Cada elemento de su arquitectura respondía así a una función concreta, convirtiendo el riurau en un magnífico ejemplo de arquitectura tradicional adaptada al clima y a la actividad agrícola.
El riurau podía adoptar diferentes configuraciones. En muchas ocasiones formaba parte de la vivienda rural tradicional, conocida como caseta, y aparecía adosado a la fachada principal o a uno de sus laterales.
También existían riuraus construidos como edificios independientes, especialmente cuando era necesario disponer de un espacio mayor para almacenar los numerosos cañizos utilizados durante la temporada de la pasa.
En el término municipal de El Poble Nou de Benitatxell fueron muy numerosos. Los ejemplos que todavía se conservan suelen ser construcciones relativamente pequeñas, frecuentemente de tres o cuatro arcos, integradas en la edificación rural principal.
También existieron construcciones de mayores dimensiones. Uno de los ejemplos más destacados del municipio fue el riurau de la Torra, que llegó a conservar hasta diez arcos.
Su tamaño permite imaginar la importancia que alcanzó la producción de pasa en Benitatxell y la cantidad de cañizos que podían necesitar protección durante el proceso de secado.
Con el progresivo abandono de la producción tradicional de pasa, algunos de estos grandes riuraus dejaron de utilizarse y fueron deteriorándose. El riurau de la Torra constituye uno de los testimonios de este patrimonio agrícola que ha llegado hasta nuestros días en estado ruinoso.
Durante el siglo XIX, la producción de pasa experimentó un extraordinario crecimiento y se convirtió en uno de los grandes motores económicos de la Marina Alta.
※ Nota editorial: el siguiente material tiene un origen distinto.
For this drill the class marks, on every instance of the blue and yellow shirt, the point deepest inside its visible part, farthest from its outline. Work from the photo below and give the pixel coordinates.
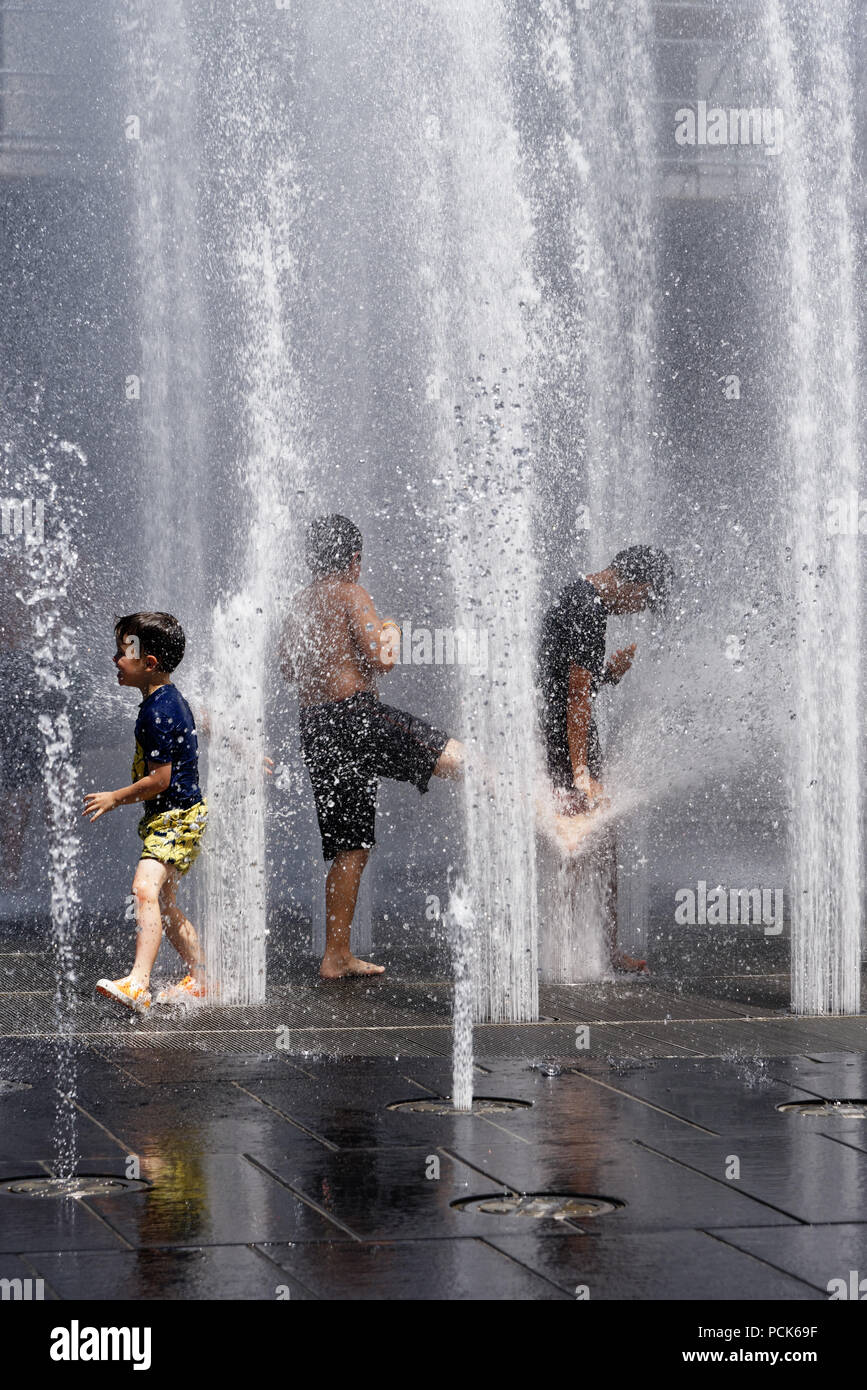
(166, 733)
Desde los puertos de la comarca, especialmente el de Dénia, grandes cantidades de pasa elaborada con uva moscatel se exportaban hacia mercados internacionales. El Reino Unido fue uno de sus principales destinos, aunque el producto llegó también a otros países europeos y a Estados Unidos.
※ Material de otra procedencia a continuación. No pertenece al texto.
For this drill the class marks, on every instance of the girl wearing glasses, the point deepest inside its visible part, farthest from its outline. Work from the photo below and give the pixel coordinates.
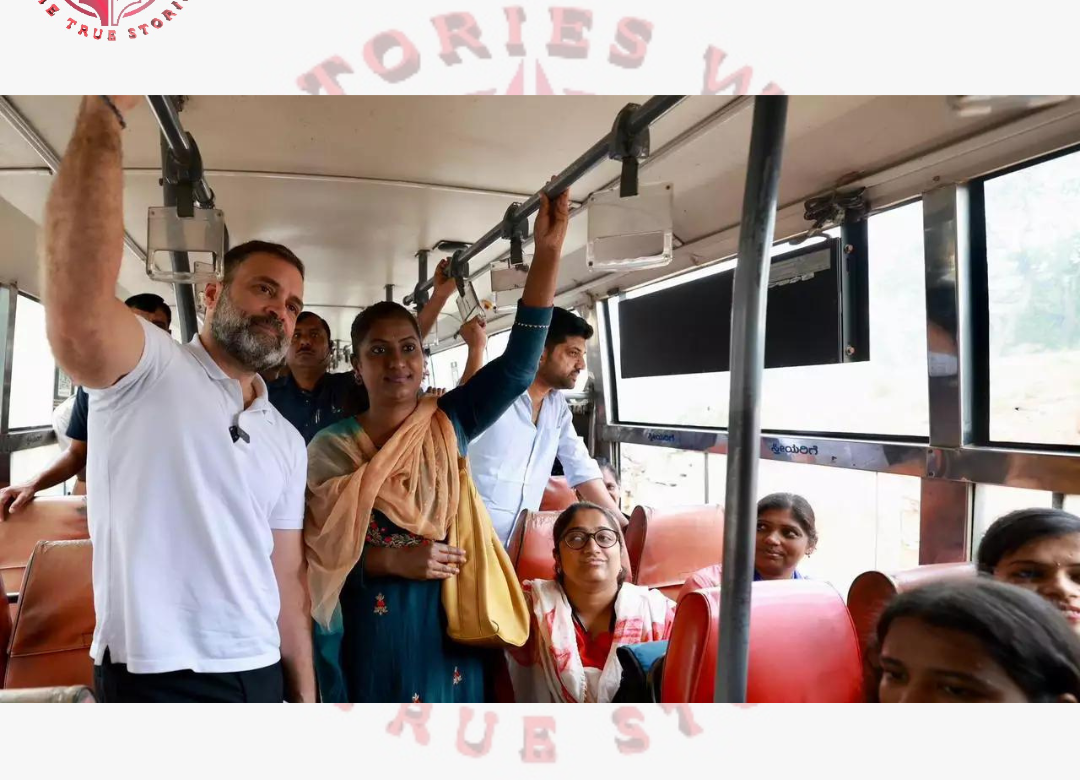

Este comercio internacional transformó el territorio. Aumentaron las superficies dedicadas al cultivo del moscatel y proliferaron los riuraus, hasta convertir sus características arcadas en uno de los elementos más reconocibles del paisaje rural de la comarca.
Aunque la elaboración tradicional de la pasa perdió progresivamente la importancia económica que había tenido, los riuraus permanecieron como una de las huellas más visibles de aquella época.
Hoy constituyen un elemento fundamental del patrimonio arquitectónico y etnográfico de la Marina Alta. Sus arcos recuerdan un paisaje de viñedos, cañizos extendidos al sol y familias trabajando alrededor de la producción del moscatel.
Desde 2014, El Poble Nou de Benitatxell forma parte de la Ruta dels Riuraus, un proyecto comarcal que conecta diferentes municipios de la Marina Alta y pone en valor los riuraus, el paisaje agrícola y la cultura tradicional de la pasa.
Más información sobre la Ruta dels Riuraus
Los riuraus son, en definitiva, mucho más que antiguas construcciones agrícolas: son la expresión arquitectónica de una cultura del moscatel y de la pasa que durante generaciones modeló el paisaje, la economía y la vida cotidiana de El Poble Nou de Benitatxell.